Carmen a regardé son employée. Mei la regardait depuis le lit, les jambes croisées et sans la moindre hâte, toujours nue, toujours brillante de sueur.
— Mademoiselle Mei, dit Carmen d’une voix qui semblait avoir avalé quelque chose d’amer, souhaitez-vous que je vous donne du plaisir ?
— Oui, dit Mei. Ça me va. Avec la langue. Et ne t’arrête pas avant que je te le dise.
Elle a écarté les jambes au bord du lit. Carmen s’est agenouillée devant elle en gardant son uniforme, a relevé son tablier pour ne pas le salir et a approché la bouche de la chatte de la Philippine. Elle a commencé à lécher lentement, avec cette technique précise qu’elle avait apprise avec moi. Je suis restée assise au bord du lit à observer. Il y avait quelque chose dans cette image — la maîtresse de maison à genoux devant son employée, vêtue comme une domestique, la langue enfoncée dans une chatte plus jeune que la sienne — qui valait plus que tout ce que j’aurais pu prévoir pour cet après-midi.
— Regarde comme tu te débrouilles bien, Carmen, ai-je dit. Finalement, il s’avère que tu sais exactement à quoi tu sers. Suce-lui cette chatte comme si ta vie en dépendait.
Elle n’a pas répondu. Elle était occupée. Elle passait la langue sur Mei, du bas jusqu’au clitoris, le suçait, redescendait et lui enfonçait la langue aussi loin que possible. Mei lui a saisi la tête à deux mains et a commencé à lui faire bouger le visage à son rythme, se frottant contre sa bouche. Pendant ce temps, je me suis approchée de Carmen par-derrière, lui ai relevé la jupe de l’uniforme et ai découvert sa chatte trempée. Je lui ai enfoncé trois doigts d’un coup. Elle a laissé échapper un gémissement contre le sexe de Mei, mais n’a pas cessé de la sucer.

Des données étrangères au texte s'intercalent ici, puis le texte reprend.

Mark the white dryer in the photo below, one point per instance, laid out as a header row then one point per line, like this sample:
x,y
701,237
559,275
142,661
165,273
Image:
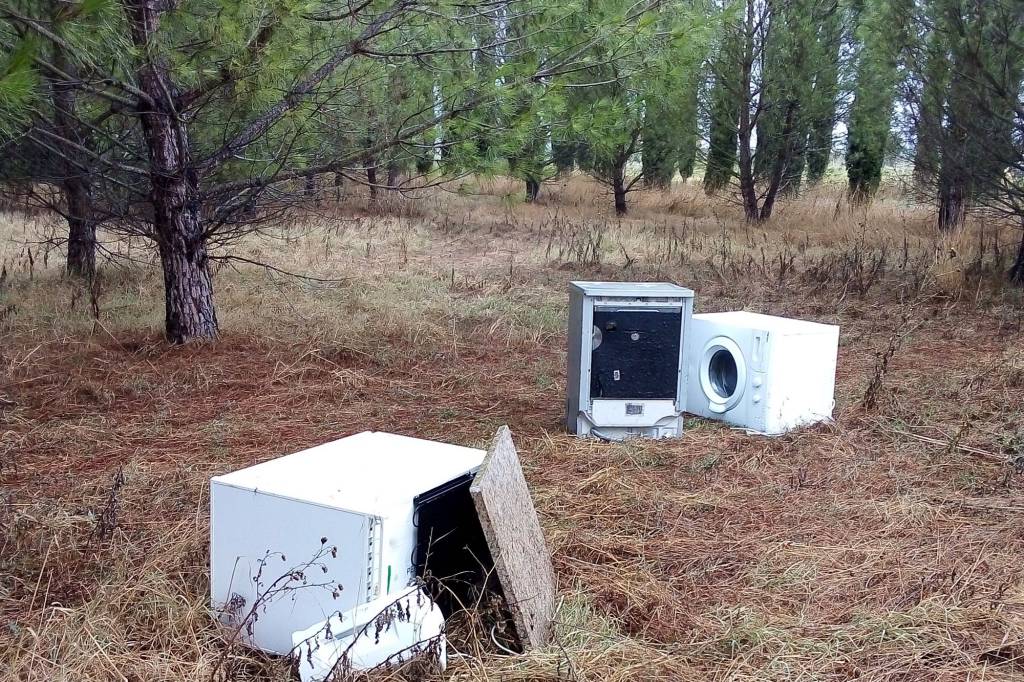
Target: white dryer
x,y
761,373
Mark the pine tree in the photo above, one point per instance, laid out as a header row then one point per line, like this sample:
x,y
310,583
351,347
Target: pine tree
x,y
883,32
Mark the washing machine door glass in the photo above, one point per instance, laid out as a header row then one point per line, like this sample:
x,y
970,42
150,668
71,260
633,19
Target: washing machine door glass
x,y
635,353
723,374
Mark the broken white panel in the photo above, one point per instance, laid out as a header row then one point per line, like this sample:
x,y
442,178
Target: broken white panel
x,y
388,631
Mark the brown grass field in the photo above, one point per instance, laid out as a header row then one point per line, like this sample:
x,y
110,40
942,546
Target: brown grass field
x,y
887,546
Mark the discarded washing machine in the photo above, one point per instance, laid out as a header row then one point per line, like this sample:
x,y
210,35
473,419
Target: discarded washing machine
x,y
299,539
761,373
625,374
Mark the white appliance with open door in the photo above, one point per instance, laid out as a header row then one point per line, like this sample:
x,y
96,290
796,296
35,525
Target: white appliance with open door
x,y
299,539
625,374
761,373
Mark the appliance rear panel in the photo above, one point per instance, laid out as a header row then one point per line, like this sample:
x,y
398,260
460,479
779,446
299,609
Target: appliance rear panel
x,y
638,356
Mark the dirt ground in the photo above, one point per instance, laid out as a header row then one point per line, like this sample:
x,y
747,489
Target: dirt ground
x,y
886,546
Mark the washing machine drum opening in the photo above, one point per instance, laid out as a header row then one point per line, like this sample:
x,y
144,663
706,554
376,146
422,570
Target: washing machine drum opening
x,y
723,373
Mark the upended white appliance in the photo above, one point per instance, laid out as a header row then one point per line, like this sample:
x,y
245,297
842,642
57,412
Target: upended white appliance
x,y
625,373
761,373
299,539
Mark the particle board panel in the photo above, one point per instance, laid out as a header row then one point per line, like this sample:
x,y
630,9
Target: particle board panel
x,y
513,533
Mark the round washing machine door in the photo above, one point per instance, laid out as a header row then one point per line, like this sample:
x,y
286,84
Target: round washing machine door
x,y
723,374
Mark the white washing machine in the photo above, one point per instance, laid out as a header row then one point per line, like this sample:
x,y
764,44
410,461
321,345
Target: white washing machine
x,y
761,373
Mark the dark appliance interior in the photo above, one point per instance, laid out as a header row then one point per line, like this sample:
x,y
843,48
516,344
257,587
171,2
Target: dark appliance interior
x,y
637,356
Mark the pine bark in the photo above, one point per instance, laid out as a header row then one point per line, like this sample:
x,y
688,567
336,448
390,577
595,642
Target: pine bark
x,y
189,312
75,185
1016,274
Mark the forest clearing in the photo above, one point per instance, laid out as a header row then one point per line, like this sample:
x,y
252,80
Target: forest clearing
x,y
884,546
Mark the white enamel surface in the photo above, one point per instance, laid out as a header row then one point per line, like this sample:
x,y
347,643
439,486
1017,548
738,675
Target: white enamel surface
x,y
355,635
357,493
366,472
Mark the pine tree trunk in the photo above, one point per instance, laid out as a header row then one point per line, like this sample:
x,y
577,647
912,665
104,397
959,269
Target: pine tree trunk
x,y
952,204
372,180
75,184
189,312
619,187
393,175
1016,274
532,189
81,239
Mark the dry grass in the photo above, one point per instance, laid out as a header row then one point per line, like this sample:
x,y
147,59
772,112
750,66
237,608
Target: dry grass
x,y
885,547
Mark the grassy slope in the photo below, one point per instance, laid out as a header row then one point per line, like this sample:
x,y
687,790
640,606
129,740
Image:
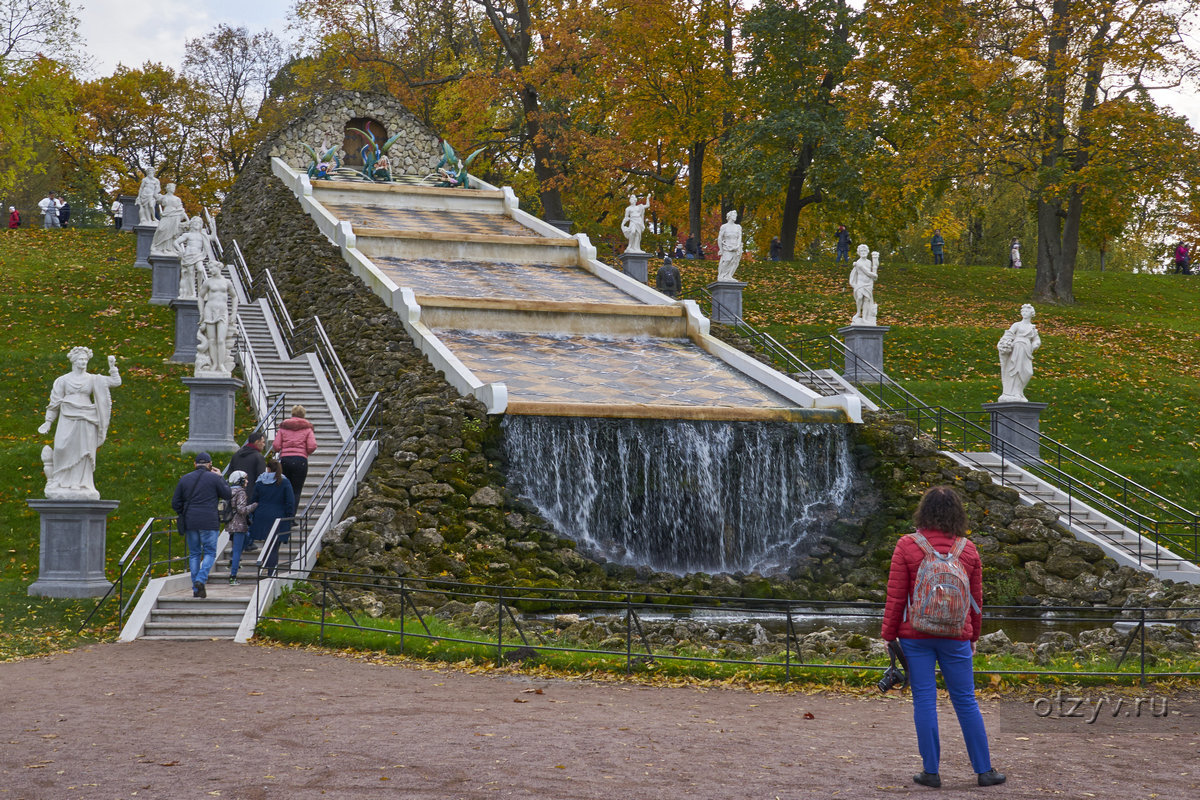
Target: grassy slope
x,y
59,289
1121,368
1120,371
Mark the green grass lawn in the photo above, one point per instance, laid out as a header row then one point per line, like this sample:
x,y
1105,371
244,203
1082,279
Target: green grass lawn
x,y
60,289
1120,370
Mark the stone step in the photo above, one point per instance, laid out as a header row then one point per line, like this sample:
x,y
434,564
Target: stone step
x,y
195,630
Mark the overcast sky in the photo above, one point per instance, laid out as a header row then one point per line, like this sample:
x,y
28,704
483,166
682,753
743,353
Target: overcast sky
x,y
136,31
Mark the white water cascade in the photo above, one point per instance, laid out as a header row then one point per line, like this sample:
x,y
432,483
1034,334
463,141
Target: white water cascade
x,y
679,495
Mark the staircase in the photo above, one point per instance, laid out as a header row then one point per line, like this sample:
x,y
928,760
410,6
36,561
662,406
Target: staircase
x,y
167,609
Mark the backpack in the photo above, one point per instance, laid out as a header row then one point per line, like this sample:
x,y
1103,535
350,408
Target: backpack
x,y
941,595
225,511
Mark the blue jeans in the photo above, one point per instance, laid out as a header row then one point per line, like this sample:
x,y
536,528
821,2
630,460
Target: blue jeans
x,y
954,659
202,552
238,545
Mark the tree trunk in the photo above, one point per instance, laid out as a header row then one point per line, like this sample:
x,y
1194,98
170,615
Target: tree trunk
x,y
696,192
795,202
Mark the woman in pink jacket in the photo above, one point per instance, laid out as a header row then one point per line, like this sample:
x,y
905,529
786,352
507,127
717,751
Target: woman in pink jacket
x,y
294,443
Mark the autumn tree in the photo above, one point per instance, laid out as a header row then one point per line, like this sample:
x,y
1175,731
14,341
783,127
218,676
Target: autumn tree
x,y
795,139
1035,84
232,68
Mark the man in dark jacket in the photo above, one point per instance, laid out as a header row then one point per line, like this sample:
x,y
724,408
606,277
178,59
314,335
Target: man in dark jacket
x,y
196,503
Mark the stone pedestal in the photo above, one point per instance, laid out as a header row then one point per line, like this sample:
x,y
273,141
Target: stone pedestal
x,y
130,216
187,322
145,236
210,415
864,356
71,563
1014,429
636,265
726,301
165,283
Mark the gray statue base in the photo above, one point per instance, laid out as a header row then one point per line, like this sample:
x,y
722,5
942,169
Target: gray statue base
x,y
187,322
210,415
1014,429
130,215
145,238
636,265
165,284
726,301
71,563
864,352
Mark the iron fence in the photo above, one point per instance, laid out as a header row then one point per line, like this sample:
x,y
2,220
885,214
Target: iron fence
x,y
515,620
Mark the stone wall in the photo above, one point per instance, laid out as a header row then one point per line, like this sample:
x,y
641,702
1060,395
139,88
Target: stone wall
x,y
417,152
437,500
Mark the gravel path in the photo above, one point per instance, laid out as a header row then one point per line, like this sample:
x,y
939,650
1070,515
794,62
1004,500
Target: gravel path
x,y
213,719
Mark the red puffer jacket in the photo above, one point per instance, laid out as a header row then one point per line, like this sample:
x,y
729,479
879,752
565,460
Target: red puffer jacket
x,y
295,438
905,561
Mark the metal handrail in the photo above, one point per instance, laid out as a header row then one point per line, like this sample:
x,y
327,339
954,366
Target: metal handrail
x,y
155,528
348,453
635,649
275,300
889,395
310,337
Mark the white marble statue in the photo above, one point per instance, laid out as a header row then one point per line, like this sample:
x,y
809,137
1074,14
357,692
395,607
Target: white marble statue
x,y
82,403
195,251
148,198
729,247
862,280
217,305
171,226
634,224
1017,347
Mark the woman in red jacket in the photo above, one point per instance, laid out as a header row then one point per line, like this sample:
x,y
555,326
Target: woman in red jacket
x,y
294,443
941,519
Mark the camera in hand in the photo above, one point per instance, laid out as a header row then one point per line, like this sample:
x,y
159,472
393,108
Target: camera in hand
x,y
897,674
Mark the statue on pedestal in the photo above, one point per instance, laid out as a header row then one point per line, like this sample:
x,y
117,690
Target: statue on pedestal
x,y
634,223
82,403
195,251
217,305
169,226
862,281
148,194
729,247
1017,347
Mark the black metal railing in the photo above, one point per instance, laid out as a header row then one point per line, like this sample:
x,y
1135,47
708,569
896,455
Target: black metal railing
x,y
153,553
294,546
1083,480
515,624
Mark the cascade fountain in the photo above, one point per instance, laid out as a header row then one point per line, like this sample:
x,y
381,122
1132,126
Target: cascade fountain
x,y
682,495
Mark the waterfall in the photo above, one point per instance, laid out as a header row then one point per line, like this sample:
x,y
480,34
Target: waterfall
x,y
679,495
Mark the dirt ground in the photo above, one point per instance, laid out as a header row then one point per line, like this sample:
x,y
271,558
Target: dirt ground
x,y
215,719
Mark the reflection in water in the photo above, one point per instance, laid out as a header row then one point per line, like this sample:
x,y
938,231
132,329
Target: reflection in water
x,y
681,495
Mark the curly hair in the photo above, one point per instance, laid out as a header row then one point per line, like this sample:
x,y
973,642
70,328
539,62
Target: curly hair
x,y
941,509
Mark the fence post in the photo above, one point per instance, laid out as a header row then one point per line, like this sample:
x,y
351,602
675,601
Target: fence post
x,y
629,633
787,648
499,626
1143,678
324,605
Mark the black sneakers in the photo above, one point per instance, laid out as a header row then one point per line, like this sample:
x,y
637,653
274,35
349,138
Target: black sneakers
x,y
991,777
931,780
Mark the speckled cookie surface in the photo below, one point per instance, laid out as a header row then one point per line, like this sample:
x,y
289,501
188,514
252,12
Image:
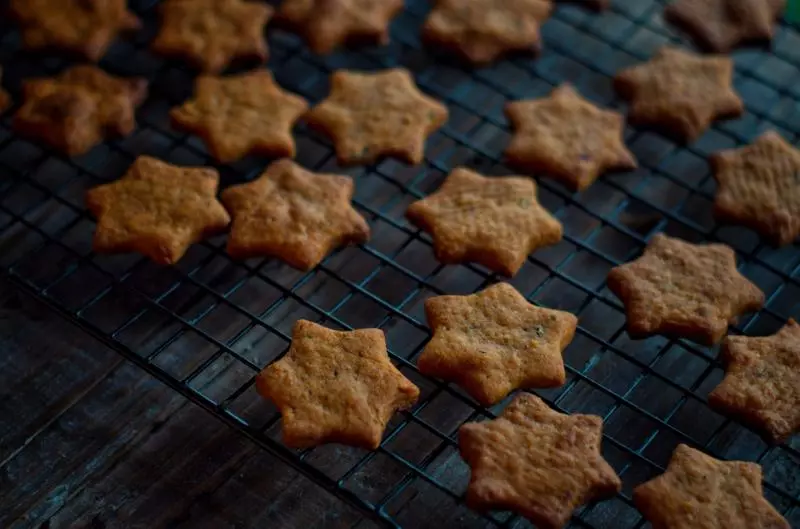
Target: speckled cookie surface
x,y
293,214
373,115
722,25
681,92
700,492
494,221
210,34
536,462
759,186
685,290
157,209
494,342
86,27
79,108
328,24
335,387
567,137
762,382
481,31
242,114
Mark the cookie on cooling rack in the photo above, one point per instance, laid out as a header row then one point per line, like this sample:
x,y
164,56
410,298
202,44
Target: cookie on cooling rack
x,y
536,462
699,491
79,108
684,290
335,387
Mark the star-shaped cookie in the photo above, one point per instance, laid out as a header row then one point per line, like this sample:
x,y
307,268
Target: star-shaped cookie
x,y
567,137
328,24
85,28
681,91
157,209
494,342
685,290
293,214
536,462
700,492
242,114
77,109
721,25
372,115
212,33
494,221
762,382
481,31
759,186
335,387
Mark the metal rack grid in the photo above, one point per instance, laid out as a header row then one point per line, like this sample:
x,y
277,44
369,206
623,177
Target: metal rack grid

— Voilà, la bouche occupée, lui ai-je dit en la baisant par-derrière. Que tout le monde sache à quoi tu sers.
Mei la regardait d’en haut avec le même calme que lorsqu’elle était entrée dans la chambre, même si ses yeux étaient maintenant un peu plus fermés et sa respiration plus agitée. J’accélérais ma main dans Carmen, ma paume frappant ses fesses à chaque poussée, et elle tremblait de tout son corps en essayant de continuer à sucer. Lorsque Mei a joui, elle a posé la main sur la tête de Carmen pour la maintenir en place, avec un geste qui n’était ni celui d’une dame ni celui d’une employée, mais celui de quelqu’un qui sait précisément ce dont elle a besoin. Elle s’est répandue sur son visage dans un long gémissement et lui a tiré les cheveux jusqu’à la dernière secousse.
J’ai continué à baiser Carmen avec quatre doigts jusqu’à ce qu’elle jouisse à son tour, sans permission, tremblant à genoux sur le tapis, le visage toujours pressé contre la chatte de son employée.
— Celle-là, tu me la paieras plus tard, lui ai-je dit en retirant mes doigts.
Carmen s’est ensuite relevée, l’uniforme froissé, l’intérieur des cuisses brillant et l’expression de quelqu’un qui vient de comprendre quelque chose de nouveau sur elle-même.
— Puis-je enlever ça, maîtresse ? demanda-t-elle.
— Pas encore, ai-je répondu. Termine d’abord la cuisine. Et ne te nettoie pas. Je veux que tu continues à le sentir pendant que tu récureras.
***
Je suis partie avant que le mari de Carmen ne rentre. Mei m’a accompagnée jusqu’à la porte, déjà vêtue de nouveau de son uniforme d’employée, comme si rien ne s’était passé, et sur la dernière marche, elle m’a arrêtée en posant la main sur mon bras. Elle m’a donné un baiser bref et direct, sans cérémonie, puis elle a glissé sa langue entre mes lèvres pendant une seconde, comme pour me rappeler quel goût elle avait.
— J’espère que tu reviendras, dit-elle.
— Tu peux compter là-dessus, lui ai-je répondu. Et la prochaine fois, j’apporterai un harnais. Je veux te baiser comme il se doit.
Elle a souri sans répondre et a refermé la porte.
Je suis descendue dans la rue. Le quartier était calme, les mêmes façades qu’à l’ordinaire, les mêmes pots de fleurs sur les balcons. Rien n’indiquait qu’au troisième étage, le monde de cette maison venait d’être réorganisé. Carmen le savait. Mei aussi. Et toutes les trois, nous savions que ce qui s’était passé cet après-midi n’était pas la fin de quoi que ce soit, mais exactement le commencement.